In earlier years, scientists at Plum Island made significant progress in understanding the role of particular ASF virus genes in causing disease. Borca was part of a team that was able to characterize several genes that are important in virulence.

"If you eliminated some of those genes, the virus became somewhat attenuated," Borca says. "This approach was used at that time to develop less-virulent viruses that could be tested as vaccine candidates."

Animals given the attenuated viruses and later challenged with a virulent virus were protected against ASF, he says.

After a 7-year lapse in ASF studies due to limited funding, research has been reinitiated by ARS scientists, under Borca's leadership, using these same techniques.

"In the last 2 years, we have produced recombinant viruses, using the ASF strain that is killing thousands of animals in the Caucasus region, by eliminating the genes previously identified as important for attenuating the virus," Borca says. "We are now testing those viruses in animals to see if they are attenuated and if they could be used as vaccine candidates."

A blistering battle

Another livestock invader is vesicular stomatitis virus (VSV), which rarely occurs in the United States but can infect humans and some wildlife species.

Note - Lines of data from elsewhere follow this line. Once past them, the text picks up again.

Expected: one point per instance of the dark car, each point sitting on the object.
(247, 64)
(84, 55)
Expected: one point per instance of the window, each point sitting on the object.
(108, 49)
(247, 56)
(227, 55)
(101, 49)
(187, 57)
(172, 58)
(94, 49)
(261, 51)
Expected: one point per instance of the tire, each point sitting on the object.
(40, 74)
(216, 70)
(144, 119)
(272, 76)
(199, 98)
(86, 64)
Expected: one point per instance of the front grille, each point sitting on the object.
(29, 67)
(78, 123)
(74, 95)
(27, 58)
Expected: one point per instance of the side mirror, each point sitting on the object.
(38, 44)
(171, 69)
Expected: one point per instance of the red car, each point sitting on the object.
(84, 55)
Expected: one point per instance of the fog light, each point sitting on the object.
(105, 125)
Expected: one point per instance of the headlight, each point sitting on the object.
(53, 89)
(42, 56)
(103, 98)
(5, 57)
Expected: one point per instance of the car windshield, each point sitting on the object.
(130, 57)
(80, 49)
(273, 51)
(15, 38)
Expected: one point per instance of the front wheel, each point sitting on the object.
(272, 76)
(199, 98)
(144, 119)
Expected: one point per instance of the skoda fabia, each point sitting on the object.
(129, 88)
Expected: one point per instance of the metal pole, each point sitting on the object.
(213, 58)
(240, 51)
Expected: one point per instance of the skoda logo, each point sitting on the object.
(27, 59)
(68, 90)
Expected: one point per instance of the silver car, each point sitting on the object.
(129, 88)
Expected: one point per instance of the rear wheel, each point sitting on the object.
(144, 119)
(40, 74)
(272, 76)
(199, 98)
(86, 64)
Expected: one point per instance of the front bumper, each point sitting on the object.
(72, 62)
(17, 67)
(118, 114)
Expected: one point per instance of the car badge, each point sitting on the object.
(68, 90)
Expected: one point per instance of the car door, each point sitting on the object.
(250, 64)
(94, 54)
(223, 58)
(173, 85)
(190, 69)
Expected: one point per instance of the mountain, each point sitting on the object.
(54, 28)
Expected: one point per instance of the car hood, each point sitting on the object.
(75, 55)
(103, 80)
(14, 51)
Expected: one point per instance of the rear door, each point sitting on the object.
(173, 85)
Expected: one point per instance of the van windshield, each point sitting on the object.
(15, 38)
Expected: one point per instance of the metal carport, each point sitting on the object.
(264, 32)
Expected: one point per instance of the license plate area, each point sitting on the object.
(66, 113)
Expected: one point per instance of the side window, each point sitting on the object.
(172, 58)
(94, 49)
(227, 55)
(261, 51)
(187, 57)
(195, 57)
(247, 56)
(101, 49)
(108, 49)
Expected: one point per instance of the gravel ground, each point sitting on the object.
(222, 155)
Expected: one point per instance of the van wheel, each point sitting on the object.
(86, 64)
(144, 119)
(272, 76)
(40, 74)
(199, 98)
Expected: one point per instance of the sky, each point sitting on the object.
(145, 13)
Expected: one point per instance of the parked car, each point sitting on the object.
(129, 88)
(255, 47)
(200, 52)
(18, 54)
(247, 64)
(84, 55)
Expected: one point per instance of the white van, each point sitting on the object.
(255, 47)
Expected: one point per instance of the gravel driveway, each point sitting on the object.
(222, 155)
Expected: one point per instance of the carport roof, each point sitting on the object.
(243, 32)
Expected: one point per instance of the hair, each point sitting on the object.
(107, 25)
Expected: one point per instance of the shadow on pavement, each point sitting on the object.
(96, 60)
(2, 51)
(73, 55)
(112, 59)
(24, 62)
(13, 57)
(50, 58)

"It looks like foot-and-mouth disease—blisters on the tongue, mouth, and fleshy parts of the feet," Rodriguez says. "However, VSV affects horses, and FMD does not."

No effective vaccines are available for the disease, and the virus is transmitted by insects. "Black flies and sand flies are involved, as are the tiny culicoides insects, also called 'no-see-ems,'" Rodriguez says.

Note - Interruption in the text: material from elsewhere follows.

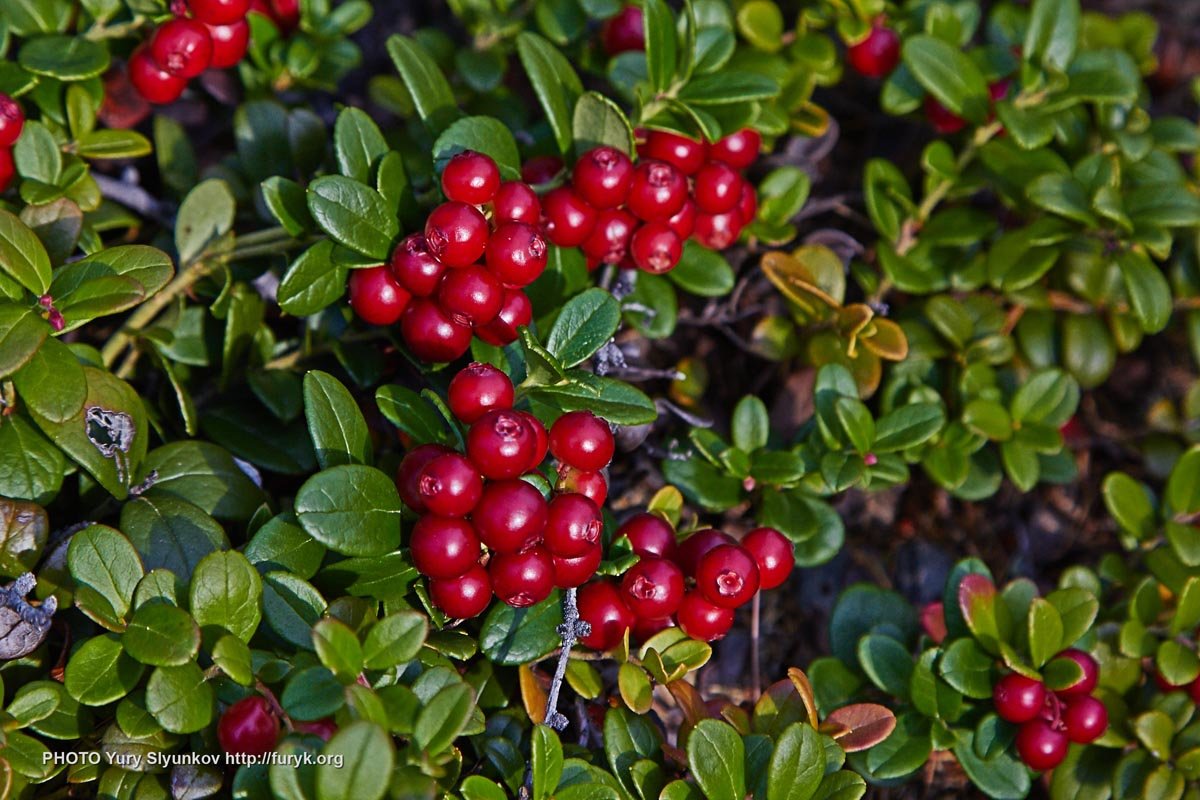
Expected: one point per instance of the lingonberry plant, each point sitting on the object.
(492, 400)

Working with scientists in Mexico, Rodriguez recently traced the origin of a large number of 2008 outbreaks in northern Mexico to southern Mexico. He identified the virus strain and predicted that it might spread to the United States. Indeed, this virus was the cause of outbreaks in New Mexico in 2012.

"We discovered that the virus that occurred in the United States actually comes from Mexico, but we don't know how it gets here," he says. "We think it's by insects and have found that if we protect from bug bites, we can decrease the impact of the outbreak."